Because it's not a real scandal unless the White House is involved, those with an interest in tarnishing the president have made the new front line in the IRS controversy a question over whether the administration should have taken earlier action to stop the agency's targeting of conservative groups, even before the completion of the Treasury Department inspector general's report on the matter. Here's Eric Cantor this morning on CNBC:
CANTOR: Well I can speak to my frustrations about the administration’s action or lack of action. If you’ve got an ongoing IG investigation or audit and there comes to you information about this type of behavior where you are discriminating against political opponents. I do not accept the fact that the White House says well we couldn't interfere with that audit or that investigation. That’s not true. They know that kind of activity was going on. That is clearly a point at which they should have gone in and said don't do that anymore.
To the Wall Street Journal, that hands-off approach suggests a lack of political accountability, as they editorialized today: "The White House continues to peddle the story of a driverless train wreck." The American Spectator, meanwhile, saw a "smoking gun." Other Republican members of Congress cried foul and claimed the administration was trying to cover up the report by not going public with it the moment they heard about it.
White House officials say they first learned of the IRS report in April. But the inspector general did tell the Treasury Department's general counsel in June of last year, prompting Republicans to ask why he didn't share the news with the White House or the public. It wasn't kicked up the chain of command, administration officials say, because that would have been inappropriate. "Here's the cardinal rule: You do not interfere in an independent investigation," White House senior adviser Dan Pfieffer said on CNN this weekend.
So should they have intervened earlier, or at least told the president? "Actually, that would have been just about the worst thing they could have done," New Yorker legal columnist Jeff Toobin wrote. Glenn Fine, who served as the inspector general of the Department of Justice from 2000 to 2011, told Toobin: “The thing you most want to avoid is that the White House, or anyone else, tells the I.G. what to do or contacts individuals who are being questioned in the audit and tries to influence their responses as well."
So by not telling the president, officials ensured that there would be no perception of presidential meddling in the independent investigation.

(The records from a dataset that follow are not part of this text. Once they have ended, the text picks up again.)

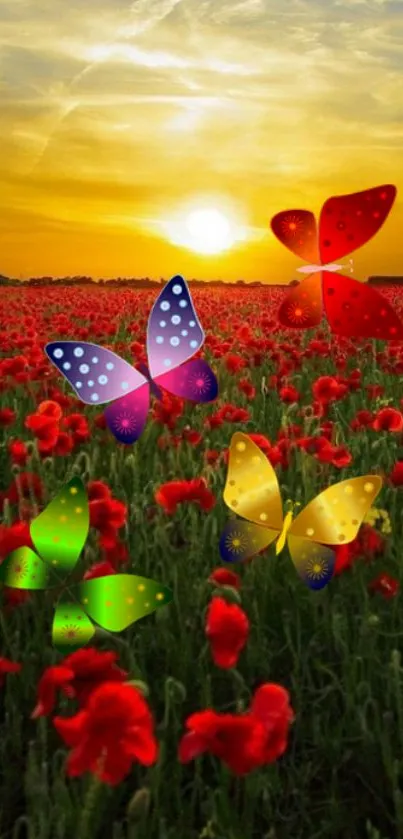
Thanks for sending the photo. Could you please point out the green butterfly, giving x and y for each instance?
(59, 534)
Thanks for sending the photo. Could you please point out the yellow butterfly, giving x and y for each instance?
(332, 518)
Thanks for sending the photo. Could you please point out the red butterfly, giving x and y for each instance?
(346, 223)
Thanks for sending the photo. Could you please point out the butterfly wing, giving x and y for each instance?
(23, 569)
(127, 416)
(347, 222)
(251, 491)
(194, 380)
(357, 310)
(251, 488)
(59, 533)
(296, 229)
(174, 333)
(241, 540)
(314, 563)
(116, 601)
(303, 307)
(96, 375)
(71, 629)
(335, 516)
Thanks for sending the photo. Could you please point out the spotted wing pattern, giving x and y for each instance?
(296, 229)
(174, 333)
(348, 222)
(96, 375)
(313, 563)
(335, 516)
(194, 380)
(241, 540)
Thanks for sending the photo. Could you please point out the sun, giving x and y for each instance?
(209, 231)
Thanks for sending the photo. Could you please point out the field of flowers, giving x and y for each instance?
(250, 706)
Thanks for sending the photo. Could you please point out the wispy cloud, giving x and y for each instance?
(119, 110)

Instead of covering it up, the White House was making sure everything proceeded aboveboard, even if it meant delaying recourse to the improper targeting of Tea Party groups.
Another former Justice Department inspector general wrote an Op-Ed in the Hill stating that Treasury and the IRS "followed standard practice by not sharing [the] findings," and that "it would be unprecedented in my experience for anyone outside the agency to become involved in the customary back and forth between the IG and the agency."

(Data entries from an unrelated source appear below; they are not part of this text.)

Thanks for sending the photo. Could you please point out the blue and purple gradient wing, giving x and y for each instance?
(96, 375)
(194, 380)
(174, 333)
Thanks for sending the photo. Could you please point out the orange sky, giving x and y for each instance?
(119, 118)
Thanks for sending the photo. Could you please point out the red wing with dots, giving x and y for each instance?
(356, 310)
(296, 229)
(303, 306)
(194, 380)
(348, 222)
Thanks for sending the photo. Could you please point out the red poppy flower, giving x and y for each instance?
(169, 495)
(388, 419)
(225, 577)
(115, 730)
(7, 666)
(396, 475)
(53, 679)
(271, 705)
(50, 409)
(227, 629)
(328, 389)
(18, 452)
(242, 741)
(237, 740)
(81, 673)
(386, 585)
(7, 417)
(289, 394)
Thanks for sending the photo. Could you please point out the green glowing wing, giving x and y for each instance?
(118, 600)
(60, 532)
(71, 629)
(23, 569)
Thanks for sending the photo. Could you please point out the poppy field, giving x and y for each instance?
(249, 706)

Watchdog groups agree, saying it would have been inappropriate for Treasury's lawyers to tell the White House, and even more so for the White House to do something about it.
And you don't have to take their word for it. As it turns out, Republicans in Congress, including House Oversight Committee Chairman Darrell Issa, knew about the inspector general's report last year, but said nothing publicly at the time. Why not? "You don't accuse the IRS until you've had a nonpartisan, deep look. That's what the IG has done. That's why the IGs in fact exist within government," Issa told Bloomberg News last week.

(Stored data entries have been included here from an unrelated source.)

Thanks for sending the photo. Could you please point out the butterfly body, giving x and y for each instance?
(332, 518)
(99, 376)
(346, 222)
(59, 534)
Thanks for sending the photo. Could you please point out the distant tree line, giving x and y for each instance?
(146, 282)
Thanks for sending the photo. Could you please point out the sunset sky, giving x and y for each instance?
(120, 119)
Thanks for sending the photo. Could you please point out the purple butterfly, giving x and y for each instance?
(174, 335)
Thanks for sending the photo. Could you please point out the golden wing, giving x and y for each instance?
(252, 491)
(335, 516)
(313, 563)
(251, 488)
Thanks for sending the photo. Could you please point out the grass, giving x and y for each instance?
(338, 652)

So some Republicans, like Eric Cantor, are attacking the White House for letting the I.G. investigation run its course while others, like Darrell Issa, are defending their own decisions to let the investigation run its course. One has to wonder if Cantor is really arguing from good faith, or if this just another desperate attempt to find some way to implicate the White House in a mid-level bureaucratic disciplinary action.
And what would happen if the White House did actually take action before the I.G.'s report was complete? It's pretty safe to say the very same people attacking him now would be up in arms about improper political meddling in a independent investigation.